Depois disso, são lavados, limpos e embalados – há quem também prefira sem embalagem -, no único passo que envolve máquinas em todo o processo.

“Muita gente pergunta se usamos algum químico, mas o nosso queijo é todo natural”, descreveu a responsável pela unidade, indicando que o produto comprado na queijaria custa 250 escudos (2,2 euros), enquanto, sem embalar, são 200 escudos (1,8 euros).

Por dia, produzem-se até 19 queijos, mas a ideia é chegar aos 100.

Para isso, Rosalina Cardoso diz que só há uma forma: ter cabras de raça melhorada.

“Quando éramos mais pessoas, chegámos a produzir até 80 queijos por dia. Saíamos daqui à noite, cansadas”, recordou, apontando ainda a escassez de pasto, derivada da seca, e os ataques de cães vadios, como outros problemas que os agricultores e criadores da localidade enfrentam.

“Os cães atacam e matam as cabras e muita gente tem menos animais por causa disso”, lamentou a também criadora de gado, revelando que, neste momento, o pouco queijo que é produzido é comercializado apenas na ilha do Maio, enquanto em anos anteriores foi vendido na cidade da Praia, em Santiago, a ilha mais próxima do Maio.

Além de querer voltar a exportar o Queijo da Ribeira Dom João para a capital do país, Rosalina Cardoso quer aumentar a produção para conquistar outras ilhas.

“O nosso queijo tem qualidade e quem passa por aqui diz-nos isso”, refere em entrevista à Lusa, ao mostrar a arte que atrai alguns turistas, nacionais e estrangeiros, mas já não cativa os jovens da pacata localidade da ilha que, no total, tem cerca de 6 mil habitantes.
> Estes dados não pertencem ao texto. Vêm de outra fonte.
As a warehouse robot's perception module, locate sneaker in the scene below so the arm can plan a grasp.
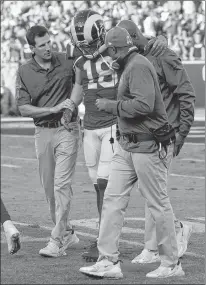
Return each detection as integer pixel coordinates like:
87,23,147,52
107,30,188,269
131,248,160,264
62,230,79,250
39,241,67,257
79,259,123,279
177,223,192,258
3,220,21,254
82,240,99,262
146,261,185,278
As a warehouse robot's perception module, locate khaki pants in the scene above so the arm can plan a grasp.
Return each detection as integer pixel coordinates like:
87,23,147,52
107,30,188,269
98,146,178,267
144,144,181,250
84,125,117,184
35,122,80,245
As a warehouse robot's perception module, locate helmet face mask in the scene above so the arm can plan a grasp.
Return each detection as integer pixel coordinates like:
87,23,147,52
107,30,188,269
70,10,106,55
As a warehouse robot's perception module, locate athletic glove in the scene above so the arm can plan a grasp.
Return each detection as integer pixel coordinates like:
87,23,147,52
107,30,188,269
173,133,185,157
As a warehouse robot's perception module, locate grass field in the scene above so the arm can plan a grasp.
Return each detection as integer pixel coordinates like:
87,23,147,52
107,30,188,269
1,135,205,284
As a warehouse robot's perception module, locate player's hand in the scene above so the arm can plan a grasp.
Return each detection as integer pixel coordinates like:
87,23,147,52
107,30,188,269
95,98,110,111
146,35,168,56
50,99,75,114
173,133,185,157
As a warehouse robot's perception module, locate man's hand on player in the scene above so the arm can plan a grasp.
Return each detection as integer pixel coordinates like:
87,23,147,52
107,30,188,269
50,99,75,114
95,98,111,111
145,35,168,56
173,133,185,157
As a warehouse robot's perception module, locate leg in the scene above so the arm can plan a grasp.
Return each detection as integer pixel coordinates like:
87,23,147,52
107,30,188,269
51,127,79,246
97,125,117,219
84,129,101,216
1,196,11,225
142,144,187,258
1,196,21,254
133,152,178,267
82,129,101,262
98,146,137,262
35,127,56,224
80,146,137,279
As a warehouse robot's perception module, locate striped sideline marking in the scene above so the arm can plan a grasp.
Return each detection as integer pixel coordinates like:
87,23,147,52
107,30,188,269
1,218,205,259
1,164,22,168
1,134,205,145
1,156,205,179
180,158,205,162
“Os jovens não estão interessados nos animais. Acho que seremos os últimos. Depois de nós, não vejo mais gente a fazer isso. Os jovens querem outra coisa”, lamentou Cardoso, que não tem dúvidas que a produção do queijo está em risco na localidade.

“A minha filha também faz, mas não estou à espera que ela fique atrás das cabras. Já terminou o 12.º ano, peço a Deus que lhe dê outro trabalho. Estar atrás de cabras não é desprezo, mas os jovens não gostam”, disse.

O mesmo receio é partilhado por Adelaide Brito Silva, de 50 anos, também ela moradora em Ribeira Dom João, e uma das que também cuidadosamente dá forma ao queijo natural, feito com produtos locais.

“A minha família faz, mas os jovens de hoje nenhum quer aprender, só restamos nós. Os jovens estão à procura de outros trabalhos, à frente de computadores. Com o tempo, se não houver muita gente, não sei se não fechamos as portas”, temeu a produtora, que se dedica aos queijos desde os 15 anos.

A produção artesanal é uma das principais fontes de rendimento para a maioria das mulheres de Ribeira Dom João, além da venda do gado, e quem já está com mão no leite não quer parar. “Vamos continuar até não poder mais. Quando não conseguirmos, vamos para casa. Tudo tem o seu tempo”, concluiu Rosalina Cardoso.